Zimbabwe’s Shabanie & Mashaba Mines (SMM), which mines asbestos in the south-west of the country, remains comatose and could soon collapse if urgent intervention is not forthcoming.
The asbestos-mining entity was placed under curatorship following owner Mutumwa Mawere’s flight to South Africa several years ago after falling out with President Robert Mugabe’s government and the subsequent seizure of his companies. If he returns to Zimbabwe, Mawere faces arrest for ‘externalising’ foreign currency almost a decade ago.
The SMM curator has apparently failed to run the company and mining has virtually ground to a halt, with thousands of jobs on the line.
SMM’s mines are near the towns of Zvishavane and Mashava, which are fast becoming ghost towns.
Efforts to secure investors willing to resuscitate the mines have failed.
The mines reportedly still have 17 years of proven asbestos reserves.
SMM finance director Brusel Chirashi says the company could produce more than 70-million tons of fibre this year, if it were not for a lack of capital.
It has been reported that power failures have damaged several pumps at the two mines, leading to their being flooded, and mining experts say it might take years to replace the machinery.
Zimbabwe Electricity Supply Authority CEO Ben Rafemoyo recently told the Parliamentary Portfolio Committee on Mines and Energy that Shabani mine, near Zvishavane, had to be switched off because it had not been paying electricity bills for two years.
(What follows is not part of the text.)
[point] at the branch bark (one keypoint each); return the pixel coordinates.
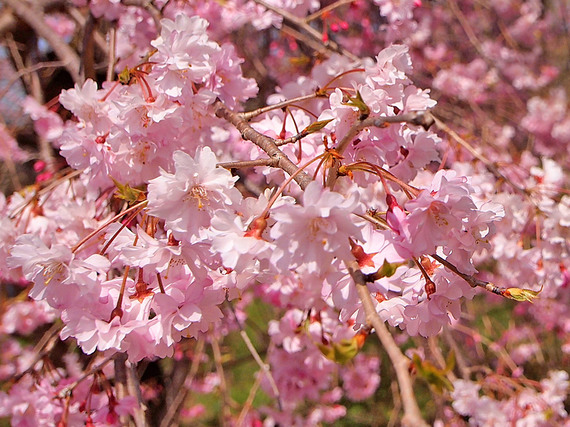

Power supplies to Gaths mine, near Mashaba, were terminated in December, also for nonpayment.
And workers complain that they have not been paid for months.
SMM was once a major producer of asbestos in Africa, and had access to mar-kets in the US, the UK, Angola, Nigeria, Zambia, Mozambique, India, Iran, the United Arab Emirates, China and Indonesia, besides other countries.
MD Stephen Nyagura told visiting members of Parlia-ment’s Portfolio Committee on Mines and Energy that mining could only resume if investors brought in capital to get the equipment working again.
Committee leader Edward Chindori-Chininga said he was shocked to discover that there was virtually no mining taking place at the mines.
Shabani mine reportedly has an urgent order for 200 000 t of fibre that it cannot fulfil. This order could rack in $105-million.